Le tribunal a renvoyé l'examen de la recevabilité des citations à la fin des débats prévue en juin, mais du fait de "la jonction des deux dossiers", Total et son ancien président sont désormais partie prenante au procès.
La défense plaidait l'irrecevabilité, plusieurs demandes de mises en examen de Total ayant été rejetées en six ans d'instruction.
Ses avocats ont fait valoir "l'ambiguïté" de la nouvelle situation remarquant que Total et M. Desmarest pourraient n'avoir été que des "prévenus virtuels" durant les quatre mois du procès si le tribunal conclut in fine à l'irrecevabilité des citations.
Le groupe a assuré dans un communiqué que Thierry Desmarest était "prêt à venir témoigner" tout en parlant aussi de "situation insolite", et Me Michaël Malka, son avocat, a dénoncé à l'audience "une cacophonie judiciaire".

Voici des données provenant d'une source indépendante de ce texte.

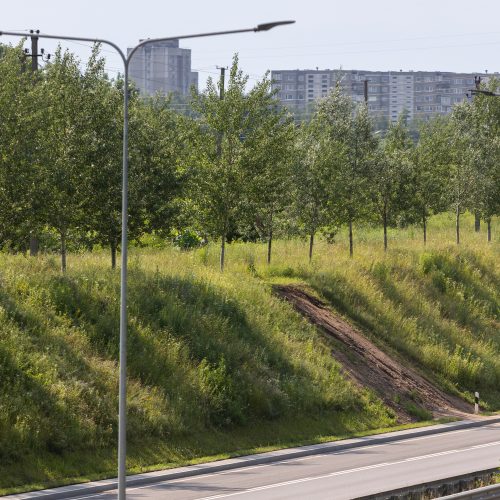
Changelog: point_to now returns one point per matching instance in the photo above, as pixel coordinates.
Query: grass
(210, 355)
(217, 365)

Pour l'association de sinistrés du 21 septembre, Jean-François Grellier s'est réjoui que les "lampistes" ne soient plus seuls. "Le procès réel regroupera enfin les exécutants et les donneurs d'ordre", a-t-il déclaré à l'AFP.

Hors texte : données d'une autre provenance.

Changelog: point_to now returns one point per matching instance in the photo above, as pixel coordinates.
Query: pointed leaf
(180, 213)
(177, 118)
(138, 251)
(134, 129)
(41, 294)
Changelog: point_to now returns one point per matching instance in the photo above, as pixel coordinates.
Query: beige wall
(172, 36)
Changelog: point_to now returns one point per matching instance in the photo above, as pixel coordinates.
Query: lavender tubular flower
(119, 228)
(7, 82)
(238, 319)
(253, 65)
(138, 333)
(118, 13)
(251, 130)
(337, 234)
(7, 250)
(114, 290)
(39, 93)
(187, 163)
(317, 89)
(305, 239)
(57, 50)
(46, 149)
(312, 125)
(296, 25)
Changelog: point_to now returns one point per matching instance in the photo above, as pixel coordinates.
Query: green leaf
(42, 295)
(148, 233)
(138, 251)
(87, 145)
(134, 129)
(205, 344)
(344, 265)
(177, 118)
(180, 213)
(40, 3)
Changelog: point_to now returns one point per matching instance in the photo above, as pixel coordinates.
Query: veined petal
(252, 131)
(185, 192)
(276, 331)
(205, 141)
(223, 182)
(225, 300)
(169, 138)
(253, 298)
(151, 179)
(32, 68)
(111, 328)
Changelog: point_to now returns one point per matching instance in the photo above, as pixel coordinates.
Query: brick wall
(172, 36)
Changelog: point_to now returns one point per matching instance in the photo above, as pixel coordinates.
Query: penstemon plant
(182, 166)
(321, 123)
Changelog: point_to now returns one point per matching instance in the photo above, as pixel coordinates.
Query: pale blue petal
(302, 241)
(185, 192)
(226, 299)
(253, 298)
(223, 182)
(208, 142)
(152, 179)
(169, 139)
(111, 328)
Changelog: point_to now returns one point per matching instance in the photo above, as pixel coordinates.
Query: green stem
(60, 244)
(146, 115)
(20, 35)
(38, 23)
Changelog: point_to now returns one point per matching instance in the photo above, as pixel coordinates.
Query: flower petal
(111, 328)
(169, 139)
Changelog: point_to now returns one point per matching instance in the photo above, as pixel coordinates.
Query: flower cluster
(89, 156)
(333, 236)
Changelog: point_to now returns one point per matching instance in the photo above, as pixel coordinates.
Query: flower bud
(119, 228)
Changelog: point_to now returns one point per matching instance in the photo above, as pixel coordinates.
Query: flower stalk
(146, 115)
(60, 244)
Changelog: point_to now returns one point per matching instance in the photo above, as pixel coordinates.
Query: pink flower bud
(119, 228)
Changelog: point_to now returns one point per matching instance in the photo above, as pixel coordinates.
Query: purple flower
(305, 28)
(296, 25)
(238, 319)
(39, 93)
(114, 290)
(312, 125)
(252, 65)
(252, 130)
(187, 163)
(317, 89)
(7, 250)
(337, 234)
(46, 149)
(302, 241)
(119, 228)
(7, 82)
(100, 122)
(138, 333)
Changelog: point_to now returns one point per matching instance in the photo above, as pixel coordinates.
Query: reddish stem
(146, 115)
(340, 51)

D'autres parties civiles s'étaient en revanche prononcées contre la jonction, redoutant un "artifice" ou un "éparpillement" du procès.
M. Le Monnyer s'est efforcé de rassurer les deux parties en fin de journée en soulignant que la jonction ne bouleverserait pas le programme du procès.

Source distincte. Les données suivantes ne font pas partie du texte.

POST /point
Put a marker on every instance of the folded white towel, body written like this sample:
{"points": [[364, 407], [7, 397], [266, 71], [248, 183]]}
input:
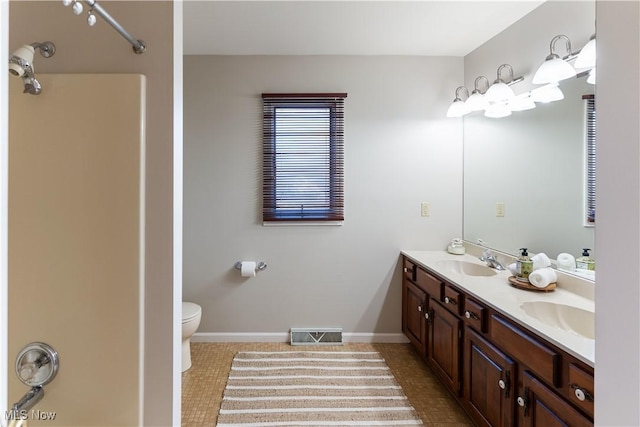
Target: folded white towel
{"points": [[540, 260], [542, 277], [566, 262]]}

"Dans un premier temps nos questions s'adresseront à l'exploitant, Grande Paroisse et à M. Biechlin, car nous aurons un débat scientifique complexe sur ce qui s'est passé le 21 septembre 2001, avant de chercher les fautes commises à Toulouse, puis dans un deuxième temps de rechercher la responsabilité de Total et de son dirigeant", a-t-il déclaré.
Il a toutefois souligné que Total et M. Desmarest devraient être désormais constamment représentés au moins par un avocat.
L'audience a enfin connu son moment d'émotion avec la première audition de Serge Biechlin, qui a parlé d'"une affaire unique qui détruira toute (s)a vie".
Au bord des larmes, M. Biechlin a raconté sa journée du 21 septembre après avoir affirmé sa "compassion" et sa "solidarité" avec toutes les victimes.
Il a rappelé que l'explosion avait fait 21 morts sur le site (en incluant les sous-traitants, ndlr). "Dix étaient employés de mon usine, cinq des collaborateurs que je voyais tous les jours", a-t-il déclaré.
"En approchant de l'usine, tous les 100 mètres c'était pire, c'était un paysage de guerre" ce jour-là, a-t-il dit dans la salle d'audience, où le silence était grand et l'émotion palpable.